Compilation of generics

[HurryStarfish]

In their current form, generics in BlitzMax-NG are basically just templates. Code inside generic types gets parsed, but doesn't seem to go through semantic analysis until the generic type is actually "applied" by assigning concrete types to its type parameters.

This causes some major problems:

• There is very little guarantee about the correctness of generic code. Even basic errors like undeclared identifiers, incorrect types etc. are not detected unless the type is actually used somewhere. As long as the code is syntactically correct, it is possible to compile utter semantic nonsense without any complaints from the compiler:

Type TTest<T>
	Method M:M()
		If BRL.StandardIO Then asfd + [] / Null * 1.2.3[0] = "asdf"()
	End Method
End Type

• A mistake in generic code inside a library/module will cause compile errors for the person who uses the module instead of the one who wrote it. This can be subtle and only happen with certain combinations of type parameters, like the following class which produces a compile error only when it's used with the type argument Int (even then, it shouldn't do that, but that's a topic for another day):

Type TTest2<T>
	Method M(x:Int) End Method
	Method M(x:T) End Method
End Type

To prevent this, bcc should put the original code, in its generic form, through a pass of semantic analysis first. During this, name resolution, type checking etc. should be performed, just like on non-generic code. It would be convenient for this to have generic types, as well as type parameters (including Where-constraints on them) represented as TType objects internally, just like other types are. (TODO: How exactly would generic functions and methods be represented?) Once generic code has passed this stage, it should be guaranteed to compile without errors for every possible combination of type arguments (conforming to the given constraints) that might be applied later. So just like with non-generic code, once it compiles, a module or file can be imported and used without having to worry about it suddenly causing new compile errors at a later time.
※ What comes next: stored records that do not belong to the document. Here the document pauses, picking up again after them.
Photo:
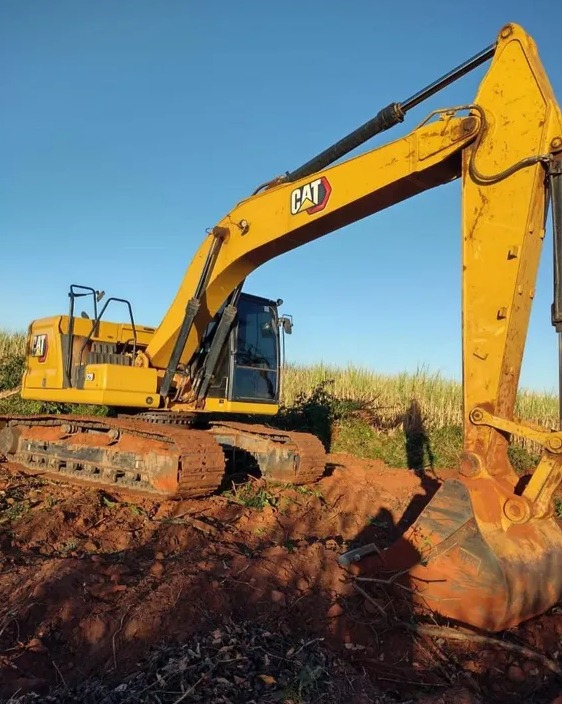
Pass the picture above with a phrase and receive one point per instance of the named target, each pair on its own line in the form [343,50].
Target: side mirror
[287,324]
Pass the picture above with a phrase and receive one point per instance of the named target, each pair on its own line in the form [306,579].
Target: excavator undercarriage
[160,459]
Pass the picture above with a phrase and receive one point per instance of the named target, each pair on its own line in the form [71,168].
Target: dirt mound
[240,663]
[90,582]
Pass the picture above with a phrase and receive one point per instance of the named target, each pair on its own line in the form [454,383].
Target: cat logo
[312,197]
[39,347]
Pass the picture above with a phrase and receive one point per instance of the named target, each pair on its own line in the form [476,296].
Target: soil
[91,581]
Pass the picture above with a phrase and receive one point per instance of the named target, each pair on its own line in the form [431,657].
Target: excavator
[486,550]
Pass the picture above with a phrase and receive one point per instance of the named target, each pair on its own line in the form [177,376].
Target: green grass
[409,419]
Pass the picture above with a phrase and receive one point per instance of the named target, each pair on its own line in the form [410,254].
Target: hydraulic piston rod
[555,178]
[387,117]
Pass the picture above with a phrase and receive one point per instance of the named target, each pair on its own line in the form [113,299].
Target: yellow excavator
[487,549]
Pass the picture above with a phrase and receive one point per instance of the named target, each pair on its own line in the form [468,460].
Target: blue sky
[130,127]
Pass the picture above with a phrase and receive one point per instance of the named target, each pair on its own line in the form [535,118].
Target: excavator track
[284,456]
[131,455]
[165,460]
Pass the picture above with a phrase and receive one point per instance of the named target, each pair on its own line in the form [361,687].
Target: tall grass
[11,344]
[439,399]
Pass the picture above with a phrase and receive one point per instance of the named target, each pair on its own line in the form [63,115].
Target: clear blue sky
[129,127]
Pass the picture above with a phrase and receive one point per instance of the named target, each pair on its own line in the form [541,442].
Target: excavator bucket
[464,559]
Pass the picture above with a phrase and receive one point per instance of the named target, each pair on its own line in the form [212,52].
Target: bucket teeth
[474,566]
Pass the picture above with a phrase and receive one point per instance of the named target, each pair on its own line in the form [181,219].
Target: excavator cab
[247,369]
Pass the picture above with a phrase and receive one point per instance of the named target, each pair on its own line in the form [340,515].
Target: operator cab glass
[248,367]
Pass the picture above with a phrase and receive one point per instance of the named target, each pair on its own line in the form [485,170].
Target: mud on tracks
[90,581]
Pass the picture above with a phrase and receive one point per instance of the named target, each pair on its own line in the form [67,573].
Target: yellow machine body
[486,550]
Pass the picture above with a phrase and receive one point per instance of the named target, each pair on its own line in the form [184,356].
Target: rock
[95,630]
[36,646]
[38,591]
[157,569]
[370,607]
[334,611]
[278,597]
[515,674]
[24,685]
[529,667]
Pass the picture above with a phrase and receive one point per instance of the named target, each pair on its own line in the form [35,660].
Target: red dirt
[89,581]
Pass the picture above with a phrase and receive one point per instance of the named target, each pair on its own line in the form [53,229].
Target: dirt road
[90,580]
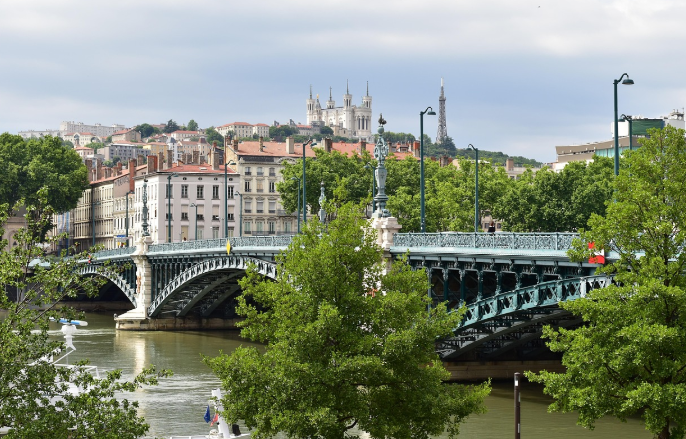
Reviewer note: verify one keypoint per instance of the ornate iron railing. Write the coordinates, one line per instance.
(516, 241)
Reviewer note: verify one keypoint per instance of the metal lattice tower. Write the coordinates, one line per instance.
(442, 129)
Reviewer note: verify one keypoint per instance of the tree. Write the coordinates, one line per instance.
(171, 126)
(36, 400)
(211, 135)
(630, 356)
(28, 165)
(346, 345)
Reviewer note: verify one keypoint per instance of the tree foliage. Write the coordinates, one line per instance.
(551, 201)
(35, 396)
(630, 357)
(28, 165)
(347, 346)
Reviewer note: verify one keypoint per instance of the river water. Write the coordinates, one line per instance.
(177, 405)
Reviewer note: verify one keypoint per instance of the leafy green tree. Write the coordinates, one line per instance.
(36, 400)
(171, 126)
(557, 201)
(629, 359)
(211, 135)
(28, 165)
(346, 347)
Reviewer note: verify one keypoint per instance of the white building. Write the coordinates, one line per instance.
(348, 120)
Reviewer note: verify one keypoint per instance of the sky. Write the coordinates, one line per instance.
(520, 76)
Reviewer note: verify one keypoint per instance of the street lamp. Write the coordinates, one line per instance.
(226, 199)
(169, 205)
(298, 180)
(629, 119)
(309, 142)
(373, 168)
(127, 217)
(430, 112)
(195, 237)
(477, 219)
(626, 81)
(240, 214)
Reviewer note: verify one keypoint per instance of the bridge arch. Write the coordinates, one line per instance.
(116, 278)
(201, 269)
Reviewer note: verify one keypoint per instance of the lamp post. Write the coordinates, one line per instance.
(422, 213)
(195, 237)
(477, 219)
(93, 204)
(169, 205)
(127, 217)
(309, 142)
(240, 214)
(373, 168)
(298, 180)
(626, 81)
(629, 119)
(226, 199)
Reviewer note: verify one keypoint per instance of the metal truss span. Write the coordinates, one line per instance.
(115, 278)
(216, 271)
(497, 325)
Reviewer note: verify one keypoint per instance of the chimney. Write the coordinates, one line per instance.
(152, 164)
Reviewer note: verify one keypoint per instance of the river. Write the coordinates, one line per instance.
(177, 405)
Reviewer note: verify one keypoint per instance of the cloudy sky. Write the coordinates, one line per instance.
(520, 76)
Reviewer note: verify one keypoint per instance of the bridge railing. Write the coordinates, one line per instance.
(517, 241)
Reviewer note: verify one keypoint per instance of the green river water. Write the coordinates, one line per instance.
(177, 405)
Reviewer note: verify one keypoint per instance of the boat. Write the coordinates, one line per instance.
(222, 429)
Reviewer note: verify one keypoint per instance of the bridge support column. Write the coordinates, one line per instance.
(138, 315)
(385, 228)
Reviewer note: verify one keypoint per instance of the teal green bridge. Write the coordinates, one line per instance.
(510, 283)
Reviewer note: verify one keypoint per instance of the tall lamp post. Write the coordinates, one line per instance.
(127, 217)
(240, 214)
(629, 119)
(298, 180)
(626, 81)
(422, 212)
(226, 199)
(195, 237)
(169, 177)
(309, 142)
(477, 219)
(373, 168)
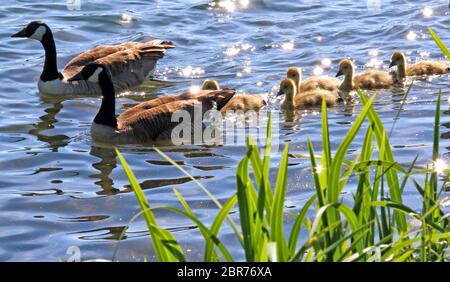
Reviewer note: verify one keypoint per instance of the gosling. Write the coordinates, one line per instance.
(241, 102)
(369, 79)
(312, 83)
(312, 98)
(421, 68)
C code generation stays largely unaffected by this; for the most part it should (and can) still only be done once concrete types have been constructed. Different type arguments being applied will still lead to different C code being generated. Some additional info should be generated for generics though. In particular, it should be possible for reflection to retrieve a representation of generic types in their "un-applied" form (as they were declared in code). This is necessary to preserve certain information between types: for example, given a class TFoo<Int> implementing an interface IBar<Int> at runtime, reflection should be able to tell whether the original declaration was Type TFoo<T> Implements IBar<T> or TFoo<T> Implements IBar<Int>, which wouldn't be possible otherwise. This kind of information might be useful for debugging too.